2. The infectious disease early warning method based on electronic medical records according to claim 1, characterized in that, The step of classifying patients whose symptoms correspond to infectious diseases as cases includes: The patient's information is sent to the terminal of the designated verification personnel; Obtain the feedback information input by the verification personnel, wherein the feedback information is the feedback information after manual verification; When the opinion information indicates that the patient's symptoms are incorrect, the patient's electronic medical record text is corrected based on the input information from the verification personnel. When the information provided is accurate regarding the patient's symptoms, the patient is recorded as a case of infectious disease.

3. The infectious disease early warning method based on electronic medical records according to claim 1, characterized in that, The steps for determining the warning level of the infectious disease in the case include: Obtain the disease and symptom information of the case to determine the type of disease; Determine whether the disease type of the case is a special disease for single-case early warning; If so, obtain the warning level information corresponding to the specific disease; If not, obtain information on patients with the same symptoms as the case to determine the number of cases of the same infectious disease; Based on the patient information, determine the number of new cases within a preset time period in a designated area, and calculate a warning value based on the number of new cases. The corresponding warning level is determined based on the warning value. The warning value can be calculated using the following formula: ; in, This represents the number of cases on day j within the period. S represents the average number of cases in the same period in the past, and S represents the deviation of the number of cases in the budget period from the number of cases in the same period in the past. When the deviation exceeds a preset threshold, it is recorded as the warning value.
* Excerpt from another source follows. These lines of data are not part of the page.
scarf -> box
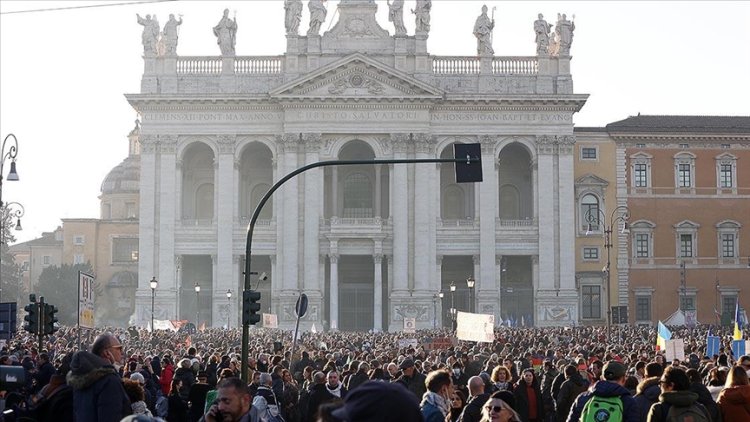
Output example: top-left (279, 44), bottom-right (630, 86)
top-left (419, 391), bottom-right (450, 417)
top-left (326, 383), bottom-right (341, 398)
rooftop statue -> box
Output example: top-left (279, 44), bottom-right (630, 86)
top-left (307, 0), bottom-right (328, 36)
top-left (284, 0), bottom-right (303, 35)
top-left (534, 13), bottom-right (552, 56)
top-left (411, 0), bottom-right (432, 33)
top-left (214, 9), bottom-right (237, 56)
top-left (555, 13), bottom-right (576, 56)
top-left (386, 0), bottom-right (406, 35)
top-left (135, 13), bottom-right (159, 56)
top-left (474, 5), bottom-right (495, 56)
top-left (159, 13), bottom-right (182, 56)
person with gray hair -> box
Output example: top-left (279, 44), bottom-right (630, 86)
top-left (67, 334), bottom-right (132, 422)
top-left (304, 371), bottom-right (341, 421)
top-left (458, 376), bottom-right (490, 422)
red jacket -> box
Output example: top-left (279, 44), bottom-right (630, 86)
top-left (159, 363), bottom-right (174, 396)
top-left (716, 385), bottom-right (750, 422)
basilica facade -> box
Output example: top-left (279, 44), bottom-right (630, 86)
top-left (127, 1), bottom-right (587, 330)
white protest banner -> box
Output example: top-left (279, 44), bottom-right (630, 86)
top-left (664, 338), bottom-right (685, 362)
top-left (154, 319), bottom-right (177, 331)
top-left (456, 312), bottom-right (495, 343)
top-left (78, 271), bottom-right (94, 328)
top-left (263, 314), bottom-right (279, 328)
top-left (398, 338), bottom-right (419, 349)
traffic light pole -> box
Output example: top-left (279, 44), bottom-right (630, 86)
top-left (241, 154), bottom-right (482, 383)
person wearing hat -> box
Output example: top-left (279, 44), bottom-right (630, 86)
top-left (567, 360), bottom-right (640, 422)
top-left (331, 377), bottom-right (426, 422)
top-left (396, 358), bottom-right (427, 400)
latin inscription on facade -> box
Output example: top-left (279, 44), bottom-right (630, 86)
top-left (143, 112), bottom-right (281, 122)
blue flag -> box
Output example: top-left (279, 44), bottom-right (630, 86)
top-left (706, 335), bottom-right (721, 358)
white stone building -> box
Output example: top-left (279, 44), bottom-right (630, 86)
top-left (127, 0), bottom-right (587, 330)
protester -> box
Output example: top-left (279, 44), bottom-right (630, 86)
top-left (717, 365), bottom-right (750, 422)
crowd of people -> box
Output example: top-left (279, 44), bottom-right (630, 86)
top-left (0, 326), bottom-right (750, 422)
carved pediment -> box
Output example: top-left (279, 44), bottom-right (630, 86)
top-left (270, 54), bottom-right (443, 100)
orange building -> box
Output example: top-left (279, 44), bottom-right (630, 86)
top-left (606, 116), bottom-right (750, 324)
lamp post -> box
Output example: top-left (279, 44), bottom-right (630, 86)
top-left (149, 277), bottom-right (159, 333)
top-left (466, 276), bottom-right (476, 313)
top-left (227, 289), bottom-right (232, 330)
top-left (194, 281), bottom-right (201, 330)
top-left (584, 205), bottom-right (630, 337)
top-left (451, 281), bottom-right (456, 332)
top-left (0, 133), bottom-right (23, 288)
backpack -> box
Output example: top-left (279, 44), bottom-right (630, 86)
top-left (156, 395), bottom-right (169, 419)
top-left (579, 395), bottom-right (623, 422)
top-left (664, 403), bottom-right (711, 422)
top-left (253, 395), bottom-right (284, 422)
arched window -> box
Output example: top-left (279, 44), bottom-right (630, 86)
top-left (441, 185), bottom-right (466, 219)
top-left (195, 183), bottom-right (214, 220)
top-left (344, 173), bottom-right (373, 218)
top-left (500, 185), bottom-right (521, 220)
top-left (247, 183), bottom-right (273, 220)
top-left (581, 194), bottom-right (601, 232)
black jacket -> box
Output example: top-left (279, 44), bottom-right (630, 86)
top-left (304, 384), bottom-right (341, 421)
top-left (458, 393), bottom-right (490, 422)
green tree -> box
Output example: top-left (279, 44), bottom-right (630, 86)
top-left (37, 262), bottom-right (94, 325)
top-left (0, 207), bottom-right (25, 308)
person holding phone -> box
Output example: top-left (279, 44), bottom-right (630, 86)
top-left (201, 377), bottom-right (260, 422)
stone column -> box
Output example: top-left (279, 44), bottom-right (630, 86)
top-left (482, 136), bottom-right (498, 309)
top-left (328, 252), bottom-right (339, 331)
top-left (213, 135), bottom-right (238, 326)
top-left (388, 133), bottom-right (410, 331)
top-left (536, 135), bottom-right (560, 290)
top-left (414, 134), bottom-right (435, 294)
top-left (373, 164), bottom-right (383, 218)
top-left (302, 133), bottom-right (323, 325)
top-left (136, 134), bottom-right (160, 323)
top-left (372, 254), bottom-right (383, 332)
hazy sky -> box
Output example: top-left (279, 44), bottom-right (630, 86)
top-left (0, 0), bottom-right (750, 241)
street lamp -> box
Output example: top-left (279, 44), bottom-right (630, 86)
top-left (227, 289), bottom-right (232, 330)
top-left (195, 281), bottom-right (201, 330)
top-left (0, 133), bottom-right (23, 292)
top-left (0, 202), bottom-right (26, 302)
top-left (466, 276), bottom-right (476, 313)
top-left (450, 281), bottom-right (456, 332)
top-left (149, 277), bottom-right (159, 333)
top-left (584, 205), bottom-right (630, 337)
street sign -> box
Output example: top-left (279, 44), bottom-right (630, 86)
top-left (294, 293), bottom-right (307, 318)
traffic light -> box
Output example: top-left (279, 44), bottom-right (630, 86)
top-left (43, 303), bottom-right (57, 335)
top-left (242, 290), bottom-right (260, 325)
top-left (23, 302), bottom-right (40, 334)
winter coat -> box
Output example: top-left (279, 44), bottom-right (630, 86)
top-left (458, 393), bottom-right (490, 422)
top-left (67, 351), bottom-right (131, 422)
top-left (717, 385), bottom-right (750, 422)
top-left (400, 370), bottom-right (427, 400)
top-left (555, 372), bottom-right (589, 421)
top-left (567, 381), bottom-right (640, 422)
top-left (690, 382), bottom-right (721, 422)
top-left (633, 377), bottom-right (661, 422)
top-left (159, 363), bottom-right (174, 396)
top-left (305, 384), bottom-right (340, 421)
top-left (647, 390), bottom-right (712, 422)
top-left (513, 379), bottom-right (544, 421)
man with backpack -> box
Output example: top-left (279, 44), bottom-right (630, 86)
top-left (567, 360), bottom-right (640, 422)
top-left (647, 366), bottom-right (711, 422)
4. The infectious disease early warning method based on electronic medical records according to claim 1, characterized in that, Following the step of issuing a warning based on the warning level corresponding to the case, the following steps are included: Obtain case information of cases with the same symptoms, including residential address and work address; Based on case information, GIS technology was used to mark geospatial heatmaps of cases; A monitoring chart is generated based on the annotation information. The monitoring chart includes the number of cases, the geographical distribution of cases, and the trend changes.

5. The infectious disease early warning method based on electronic medical records according to claim 1, characterized in that, The steps for issuing an early warning based on the warning level include: Warnings will be issued via system alerts, SMS alerts, and automated phone alerts.